Les principales difficultés du secteur eau et assainissement

En dépit de ces facteurs favorables, le secteur de l’eau et de l’assainissement souffre encore de plusieurs maux qu’on peut résumer comme suit :

Des ambitions nationales fortes mais des moyens qui ne suivent pas

Les moyens financiers, humains et logistiques de ce secteur sont très insuffisants, que ce soit au niveau national, régional ou local. Le budget consacré au secteur (investissement et fonctionnement) n’est pas à la hauteur des ambitions affichées. Le montant moyen de budget alloué à la Direction de l’Eau et de l’Assainissement de 2000 à 2005 est d’environ 39 milliards d’Ariary par an (15,6 millions d’euros). Pour 2006 et 2007, ce budget est respectivement de 38 milliards et 27 milliards d’Ariary et ne dépasse pas 2% du budget national selon les chiffres de la PNAEPA.

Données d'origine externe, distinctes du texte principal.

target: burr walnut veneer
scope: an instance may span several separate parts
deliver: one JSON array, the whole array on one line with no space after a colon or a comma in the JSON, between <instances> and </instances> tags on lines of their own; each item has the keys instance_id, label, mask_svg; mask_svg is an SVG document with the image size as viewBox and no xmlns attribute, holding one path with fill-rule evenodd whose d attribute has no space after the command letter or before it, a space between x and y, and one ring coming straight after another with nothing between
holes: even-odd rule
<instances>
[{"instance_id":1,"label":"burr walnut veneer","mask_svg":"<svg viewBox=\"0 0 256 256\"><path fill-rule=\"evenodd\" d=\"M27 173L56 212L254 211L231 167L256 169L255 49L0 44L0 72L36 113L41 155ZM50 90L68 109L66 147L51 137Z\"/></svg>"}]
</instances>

Méconnaissance par les acteurs locaux du cadre politique, institutionnel et juridique

Les politiques et stratégies, les programmes mis en place par l’Etat ne trouvent pas de relais sur le terrain et ne sont pas connus de la majorité des acteurs locaux, notamment des responsables communaux. Les différents textes qui régissent le secteur ne sont ni connus ni appliqués. Les acteurs sur le terrain ont un certain mal à se retrouver dans la multiplicité et l’empilement de structures d’encadrement du secteur (ANDEA, SOREA, Ministère de l’eau, comité interministériel de l’eau et de l’assainissement, Comités WASH, Agences et Comités de bassin, etc.). La plupart des acteurs ne sont pas en mesure de définir leur rôle et mission en matière d’eau et d’assainissement

Dispersion des initiatives et absence de coordination des acteurs et des actions

Les initiatives locales dans les domaines de l’eau et de l’assainissement sont souvent isolées et dispersées. Elles manquent de cohérence et de référents communs. L’absence de coordination, de concertation et de collaboration entre les acteurs concernés entraine une certaine opacité des décisions prises et une gestion irrationnelle des moyens humains et financiers disponibles. Les acteurs de la société civile (ONG, secteur privé, associations) mènent des activités sans aucun lien avec les autorités communales et déconcentrées. La communication et l’échange d’information sont insuffisants entre les autorités et la population.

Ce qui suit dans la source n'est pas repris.